The offer comes at a time when “it’s very hard to sell” condos at River City, said one owner, Crotan Zakarija. The high numbers of foreclosures and renters in the property are twin turnoffs to lenders, making it hard for buyers to get financing.

Under Illinois condo law, the owners of 75 percent of a condo building’s units—336 in River City’s case—have to approve the sale for it to go through. If they do, any who opposed it are required to sell anyway.

OFFER TOPS GOING RATE

With several apartment towers with thousands of units planned or under construction in the South Loop, the plan to deconvert river city condos Toronto “looks like a chance for Marc to come in and get a lot of units cheap,” said Michael Wax, a real estate investor who owns a one-bedroom River City unit he rents to tenants.

Yet the offer of $225 per square foot tops the going rate for River City condos. On Jan. 15, four days before the association’s letter went out, a buyer paid $147 a foot for a one-bedroom on the 10th floor, according to sale information posted by Midwest Real Estate Data. Three units sold last fall for between $160 and $174 a foot.

David Ruttenberg, principal of Marc Realty Capital, did not respond to requests for comment, nor did Kelly Elmore of Chicago law firm Kovitz Shifrin Nesbit, who signed the letter to River City owners. Association board President Micheline Magharious and River City property manager Laura Cullen declined to comment.

Getting a few hundred owners to agree to the sale will be a challenge, said Ari Topper, an agent at Jameson Commercial Real Estate who is representing the owners in a pending 14-unit condo sale in Old Town.

“The more owners you have, the more complicated it is,” Topper said.

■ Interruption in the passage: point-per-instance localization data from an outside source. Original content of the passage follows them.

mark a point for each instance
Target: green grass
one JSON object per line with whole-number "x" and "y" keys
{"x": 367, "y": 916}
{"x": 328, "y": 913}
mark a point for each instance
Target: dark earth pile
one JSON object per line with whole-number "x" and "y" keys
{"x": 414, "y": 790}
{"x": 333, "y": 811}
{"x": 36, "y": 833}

WILL ‘COME DOWN TO THE NUMBERS’

Though a precise breakdown could not be determined, investors may own as many as 80 percent of the condos at River City, said real estate agent Bret Derrickson of Urban Aire Realty, who lists several units there for sale and for rent, as well as marina slips outside.

“They’re almost all owners of one or only a few units,” he said. “I don’t know anyone who owns a large block of them.”

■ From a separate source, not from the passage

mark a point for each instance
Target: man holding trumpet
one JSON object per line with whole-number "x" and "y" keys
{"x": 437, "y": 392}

For investors, deciding whether to support the Marc proposal “is going to come down to the numbers,” Derrickson said. “Will they come out better than if they held on long term and watched the value go up?”

Owner-occupants may have more complex feelings, though many of them have been upside-down on their mortgages “for so many years that this may look like the way out,” he said.

During the housing meltdown, values in the building dropped by as much as 75 percent, Derrickson said. They haven’t fully recovered. The 10th-floor unit that sold last week went for $97,000, 13 years after its sellers bought it for $179,000, according to the Cook County Recorder of Deeds.